Gina Haack , Wolfgang Haß

(letzte Aktualisierung am 26.02.2024)

Zitierhinweis: Haack, G. & Haß, W. (2024). Evaluation. In: Bundeszentrale für gesundheitliche Aufklärung (BZgA) (Hrsg.). Leitbegriffe der Gesundheitsförderung und Prävention. Glossar zu Konzepten, Strategien und Methoden.

https://doi.org/10.17623/BZGA:Q4-i016-3.0

Zusammenfassung

Evaluation generiert, dokumentiert und wertet Informationen in der Prävention und Gesundheitsförderung aus und ermöglicht den Durchführenden einer Intervention die Planung, Steuerung und das Erfassen von (intendierten und nicht intendierten) Effekten bzw. Wirkungen. Damit ist Evaluation ein substanzieller Bestandteil jeder gesundheitsbezogenen Intervention und sollte von Beginn an eingeplant werden. In Abhängigkeit der verfügbaren Ressourcen, des Planungsstands und der jeweiligen Interessen kann intern oder extern sowie fachvertraut oder fachfremd evaluiert werden. Eine Evaluation stellt damit zudem wichtige Erkenntnisse für Stakeholder und Politik zur Verfügung.

Schlagworte

Planung, Qualitätssicherung, Struktur, Prozess, Wirkungsnachweis


Begriffsbestimmung

Der Begriff Evaluation bedeutet „Bewertung“, „Beurteilung“ (aus dem lateinischen valere = „stark“ oder „wert sein“). Nach diesem allgemeinen Verständnis ist Evaluation Bestandteil unseres alltäglichen Handelns, indem dessen Ergebnisse bewertet oder beurteilt werden. Im wissenschaftlichen Sinn ist Evaluation eine Untersuchung, mit der relevante Informationen in einem definierten Kontext systematisch dokumentiert und unter Anwendung von Methoden der Sozialforschung kriteriengeleitet und nachvollziehbar bewertet werden. Ziel der Evaluation ist die Bereitstellung und Interpretation von Daten, mit deren Hilfe entschieden werden kann, ob der Evaluationsgegenstand auf dem vorgesehenen Weg (Verlaufskontrolle) seinen Zweck (Erfolgskontrolle) erfüllt.

Evaluationsgegenstand

Gegenstand einer Evaluation können Strukturen, Prozesse oder Ergebnisse von zielorientierten Aktivitäten sein sowie deren Planung/Konzept und verschiedene Kontextbedingungen. Eine umfassende (komplexe) Evaluation erstreckt sich in der Regel auf mehrere Bereiche bzw. Komponenten, die in einer beschreibbaren Beziehung zueinander stehen oder auch zeitlich aufeinander folgen können.

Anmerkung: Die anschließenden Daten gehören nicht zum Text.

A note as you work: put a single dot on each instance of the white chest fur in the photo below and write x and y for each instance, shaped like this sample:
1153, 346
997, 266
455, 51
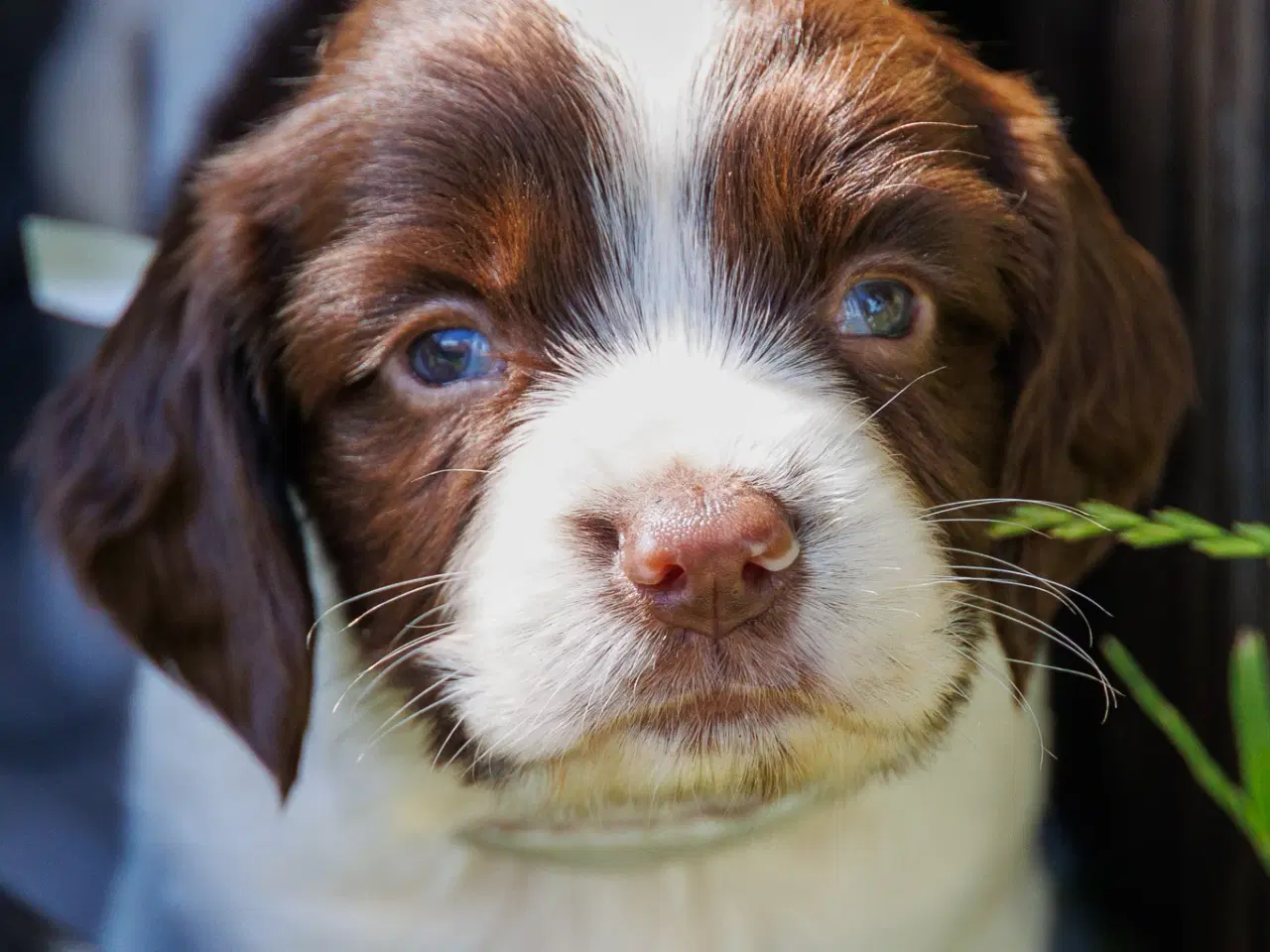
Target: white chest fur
942, 858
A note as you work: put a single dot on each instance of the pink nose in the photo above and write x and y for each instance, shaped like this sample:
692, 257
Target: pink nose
707, 558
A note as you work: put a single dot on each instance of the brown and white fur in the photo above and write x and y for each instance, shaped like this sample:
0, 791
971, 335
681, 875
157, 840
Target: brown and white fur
652, 211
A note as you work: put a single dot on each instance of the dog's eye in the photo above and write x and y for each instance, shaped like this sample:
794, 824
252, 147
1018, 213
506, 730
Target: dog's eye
878, 308
451, 356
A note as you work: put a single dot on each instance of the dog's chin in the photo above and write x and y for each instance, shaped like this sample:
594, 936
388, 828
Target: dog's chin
649, 788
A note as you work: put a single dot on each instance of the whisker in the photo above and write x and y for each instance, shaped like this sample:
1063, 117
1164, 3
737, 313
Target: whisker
359, 619
453, 468
394, 658
335, 607
893, 398
906, 126
1003, 500
994, 522
994, 578
1048, 631
1016, 694
935, 151
391, 724
1042, 579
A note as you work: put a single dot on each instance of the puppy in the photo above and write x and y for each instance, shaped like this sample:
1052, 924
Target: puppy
543, 465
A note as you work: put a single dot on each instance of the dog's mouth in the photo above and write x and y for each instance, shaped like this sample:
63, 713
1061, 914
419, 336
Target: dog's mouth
626, 834
631, 837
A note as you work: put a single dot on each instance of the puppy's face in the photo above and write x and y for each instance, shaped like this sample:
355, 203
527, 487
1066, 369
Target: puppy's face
627, 368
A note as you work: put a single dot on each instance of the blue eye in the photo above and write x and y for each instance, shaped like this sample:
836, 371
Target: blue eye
878, 308
451, 356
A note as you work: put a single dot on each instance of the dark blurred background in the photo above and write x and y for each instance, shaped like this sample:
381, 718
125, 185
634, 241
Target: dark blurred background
1169, 100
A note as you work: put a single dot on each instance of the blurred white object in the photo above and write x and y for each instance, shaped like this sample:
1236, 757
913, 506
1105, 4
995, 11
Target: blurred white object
84, 273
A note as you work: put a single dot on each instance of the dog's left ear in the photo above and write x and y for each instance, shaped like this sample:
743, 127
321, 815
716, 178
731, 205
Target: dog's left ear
163, 470
1100, 363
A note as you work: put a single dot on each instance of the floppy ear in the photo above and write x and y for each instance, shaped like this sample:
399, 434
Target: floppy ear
163, 472
1100, 361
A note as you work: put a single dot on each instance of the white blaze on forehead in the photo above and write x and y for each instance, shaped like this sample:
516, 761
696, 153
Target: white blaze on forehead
658, 48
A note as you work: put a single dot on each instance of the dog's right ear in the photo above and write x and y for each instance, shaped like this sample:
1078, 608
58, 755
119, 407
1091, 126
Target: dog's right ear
162, 471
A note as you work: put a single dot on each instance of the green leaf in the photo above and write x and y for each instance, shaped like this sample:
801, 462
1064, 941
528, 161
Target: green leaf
1229, 547
1025, 520
1080, 530
1191, 526
1250, 710
1010, 530
1039, 517
1152, 536
1111, 516
1255, 531
1206, 771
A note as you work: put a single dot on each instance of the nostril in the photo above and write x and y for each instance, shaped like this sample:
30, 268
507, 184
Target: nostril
779, 551
754, 576
672, 580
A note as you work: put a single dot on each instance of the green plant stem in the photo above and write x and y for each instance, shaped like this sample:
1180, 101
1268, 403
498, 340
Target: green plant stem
1206, 772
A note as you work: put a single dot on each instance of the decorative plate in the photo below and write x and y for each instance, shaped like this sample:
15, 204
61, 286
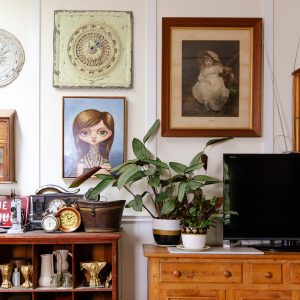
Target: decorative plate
11, 57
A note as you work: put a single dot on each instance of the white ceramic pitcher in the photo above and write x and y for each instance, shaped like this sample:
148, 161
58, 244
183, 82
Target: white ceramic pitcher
62, 264
47, 270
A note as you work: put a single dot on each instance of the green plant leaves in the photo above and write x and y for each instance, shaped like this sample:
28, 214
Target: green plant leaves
154, 128
136, 203
177, 167
139, 149
125, 177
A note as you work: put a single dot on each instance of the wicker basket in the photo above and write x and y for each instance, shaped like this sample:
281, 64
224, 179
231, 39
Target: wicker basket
101, 216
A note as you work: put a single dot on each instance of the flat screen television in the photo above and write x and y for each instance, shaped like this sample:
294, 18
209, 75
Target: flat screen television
265, 191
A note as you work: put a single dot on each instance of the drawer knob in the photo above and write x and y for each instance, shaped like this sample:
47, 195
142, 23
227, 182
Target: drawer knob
176, 273
227, 274
268, 275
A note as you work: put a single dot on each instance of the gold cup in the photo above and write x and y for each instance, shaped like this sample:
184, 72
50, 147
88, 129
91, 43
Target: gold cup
94, 267
27, 272
6, 271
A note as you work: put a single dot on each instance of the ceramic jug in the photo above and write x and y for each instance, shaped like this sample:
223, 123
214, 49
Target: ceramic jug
47, 270
62, 264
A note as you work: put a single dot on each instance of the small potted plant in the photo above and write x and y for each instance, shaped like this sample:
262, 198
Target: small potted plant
199, 215
166, 188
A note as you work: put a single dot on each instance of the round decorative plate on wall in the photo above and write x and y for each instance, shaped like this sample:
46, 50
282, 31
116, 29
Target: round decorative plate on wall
11, 57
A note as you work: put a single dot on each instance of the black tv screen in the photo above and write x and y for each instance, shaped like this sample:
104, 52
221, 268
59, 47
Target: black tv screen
265, 191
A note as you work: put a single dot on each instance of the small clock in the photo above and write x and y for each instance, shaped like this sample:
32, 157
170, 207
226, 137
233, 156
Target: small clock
70, 219
55, 204
50, 223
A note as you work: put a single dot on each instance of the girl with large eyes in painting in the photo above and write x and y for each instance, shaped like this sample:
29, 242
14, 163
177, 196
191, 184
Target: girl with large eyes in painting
93, 133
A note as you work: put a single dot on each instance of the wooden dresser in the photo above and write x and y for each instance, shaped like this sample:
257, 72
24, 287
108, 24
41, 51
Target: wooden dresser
222, 276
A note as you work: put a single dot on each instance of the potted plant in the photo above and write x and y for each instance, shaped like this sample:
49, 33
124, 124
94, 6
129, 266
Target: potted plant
199, 215
167, 184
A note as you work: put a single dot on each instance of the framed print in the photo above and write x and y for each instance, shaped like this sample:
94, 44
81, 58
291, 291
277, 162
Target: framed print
211, 77
93, 134
296, 96
92, 49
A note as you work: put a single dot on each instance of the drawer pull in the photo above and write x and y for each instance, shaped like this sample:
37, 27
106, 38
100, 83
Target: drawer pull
176, 273
268, 275
227, 274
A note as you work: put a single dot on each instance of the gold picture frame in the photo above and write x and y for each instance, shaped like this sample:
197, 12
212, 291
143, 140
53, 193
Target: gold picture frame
93, 49
296, 95
230, 103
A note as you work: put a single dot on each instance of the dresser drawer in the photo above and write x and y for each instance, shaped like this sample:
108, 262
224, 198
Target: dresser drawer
266, 273
201, 272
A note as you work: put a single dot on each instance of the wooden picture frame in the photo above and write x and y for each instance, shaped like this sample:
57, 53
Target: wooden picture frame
94, 133
224, 100
296, 96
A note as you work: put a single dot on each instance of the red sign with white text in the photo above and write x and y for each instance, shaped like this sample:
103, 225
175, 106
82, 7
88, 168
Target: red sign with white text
5, 209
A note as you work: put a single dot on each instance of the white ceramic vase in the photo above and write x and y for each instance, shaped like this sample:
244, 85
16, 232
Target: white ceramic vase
193, 238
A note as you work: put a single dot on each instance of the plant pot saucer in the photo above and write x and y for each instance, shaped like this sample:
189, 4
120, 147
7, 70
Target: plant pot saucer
180, 247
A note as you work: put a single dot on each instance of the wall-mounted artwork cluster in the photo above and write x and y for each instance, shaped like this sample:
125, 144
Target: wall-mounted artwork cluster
93, 49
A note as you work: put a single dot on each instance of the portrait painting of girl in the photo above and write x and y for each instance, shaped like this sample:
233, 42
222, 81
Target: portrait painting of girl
93, 134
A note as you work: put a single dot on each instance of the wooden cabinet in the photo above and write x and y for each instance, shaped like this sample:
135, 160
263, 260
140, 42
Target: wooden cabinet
207, 276
83, 246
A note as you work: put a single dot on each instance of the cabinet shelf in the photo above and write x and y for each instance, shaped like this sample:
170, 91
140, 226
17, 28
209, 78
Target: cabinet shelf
84, 246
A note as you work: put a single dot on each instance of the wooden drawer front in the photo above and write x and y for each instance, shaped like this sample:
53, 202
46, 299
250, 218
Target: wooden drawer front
201, 272
266, 273
295, 273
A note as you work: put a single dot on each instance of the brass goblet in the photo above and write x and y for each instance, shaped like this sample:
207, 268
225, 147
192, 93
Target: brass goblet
94, 267
6, 270
27, 272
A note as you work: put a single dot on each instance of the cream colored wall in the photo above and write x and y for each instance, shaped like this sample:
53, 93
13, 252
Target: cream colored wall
39, 105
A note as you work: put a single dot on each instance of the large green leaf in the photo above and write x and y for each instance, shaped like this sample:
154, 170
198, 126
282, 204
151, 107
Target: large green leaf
156, 163
140, 150
154, 128
177, 167
136, 203
206, 179
193, 168
83, 177
154, 181
127, 162
92, 193
168, 207
181, 191
125, 177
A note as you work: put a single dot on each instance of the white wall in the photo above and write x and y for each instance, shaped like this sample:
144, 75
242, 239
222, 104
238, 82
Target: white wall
39, 105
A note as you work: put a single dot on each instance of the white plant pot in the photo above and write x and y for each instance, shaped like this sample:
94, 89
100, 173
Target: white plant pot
166, 232
193, 240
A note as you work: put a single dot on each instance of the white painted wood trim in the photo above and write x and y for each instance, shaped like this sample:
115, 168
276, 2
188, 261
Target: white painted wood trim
35, 52
268, 93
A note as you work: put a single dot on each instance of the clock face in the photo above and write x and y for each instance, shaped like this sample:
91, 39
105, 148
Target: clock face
70, 219
56, 204
11, 57
50, 223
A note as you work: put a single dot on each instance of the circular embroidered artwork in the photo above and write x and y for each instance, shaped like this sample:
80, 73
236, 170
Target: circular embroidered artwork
94, 49
11, 57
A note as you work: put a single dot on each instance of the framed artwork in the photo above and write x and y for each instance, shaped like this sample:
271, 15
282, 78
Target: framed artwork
94, 134
211, 77
296, 96
93, 49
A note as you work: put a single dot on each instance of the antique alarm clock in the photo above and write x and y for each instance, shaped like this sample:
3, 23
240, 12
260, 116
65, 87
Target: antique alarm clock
69, 217
49, 198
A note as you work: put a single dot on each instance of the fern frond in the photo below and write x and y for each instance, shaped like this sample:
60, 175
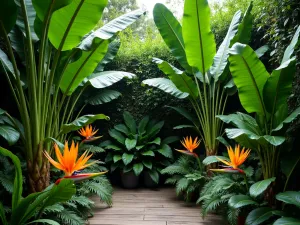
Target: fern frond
69, 217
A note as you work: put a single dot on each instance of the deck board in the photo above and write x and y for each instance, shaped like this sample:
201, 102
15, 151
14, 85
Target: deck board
149, 207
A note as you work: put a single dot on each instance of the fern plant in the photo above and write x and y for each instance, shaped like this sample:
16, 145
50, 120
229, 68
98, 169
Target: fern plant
219, 189
186, 175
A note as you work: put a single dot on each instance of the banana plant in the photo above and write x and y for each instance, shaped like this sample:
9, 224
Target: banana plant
51, 56
266, 95
205, 79
29, 210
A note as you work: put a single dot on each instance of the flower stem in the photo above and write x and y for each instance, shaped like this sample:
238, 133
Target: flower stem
246, 182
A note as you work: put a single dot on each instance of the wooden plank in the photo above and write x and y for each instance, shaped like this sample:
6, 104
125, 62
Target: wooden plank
175, 218
122, 222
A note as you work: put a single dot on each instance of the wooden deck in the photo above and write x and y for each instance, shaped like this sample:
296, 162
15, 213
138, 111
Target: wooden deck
149, 207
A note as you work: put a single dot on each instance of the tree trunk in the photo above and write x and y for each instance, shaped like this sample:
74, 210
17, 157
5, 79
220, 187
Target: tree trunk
38, 175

Im Bereich der Prävention und Gesundheitsförderung können verschiedene Typen von Interventionen (Projekte, Maßnahmen, Programme, Kampagnen etc.) Gegenstand einer Evaluation sein. Damit verbundene Ziele sind Erkenntnisgewinn, Reflexion und Legitimation einer gewählten Vorgehensweise, insbesondere durch Transparenz, Nachvollziehbarkeit und Qualitätssicherung.

Im Fall noch unzureichender oder fehlender Evidenz zu einem Sachverhalt trägt Evaluation zur Evidenzbasierung bzw. -generierung (Evidenzbasierte Prävention und Gesundheitsförderung 1: Verständnis) bei. Idealerweise fließen die Erkenntnisse der Evaluation in die Planung weiterer bzw. in die Verbesserung bereits erprobter Aktivitäten ein, so dass ein Kreislauf der ständigen Optimierung entsteht (Public Health Action Cycle/Gesundheitspolitischer Aktionszyklus; Qualitätssicherung, Qualitätsentwicklung, Qualitätsmanagement).

Die fortlaufende Generierung und Dokumentation von Prozessinformationen im Rahmen einer Evaluation ermöglicht den Durchführenden der Intervention zudem die Bewertung wichtiger Verlaufsparameter und damit die Steuerung der Intervention, indem relevante Parameter ggf. nachjustiert werden können. Damit ist Evaluation ein substanzieller Bestandteil jeder gesundheitsbezogenen Intervention und sollte von Beginn an eingeplant werden.

Typische Fragen sind:

  • Sind die verfügbaren strukturellen Ressourcen zur Durchführung einer Intervention geeignet?
  • Sind Planung und Zeithorizont realistisch?
  • Läuft die Durchführung planmäßig, oder gibt es Schwachstellen respektive unvorhergesehene Ereignisse?
  • Entsprechen die Ergebnisse den zuvor definierten Zielen?
  • Sind die Ergebnisse (Nutzen) in Bezug auf die eingesetzten Ressourcen (Kosten) effizient?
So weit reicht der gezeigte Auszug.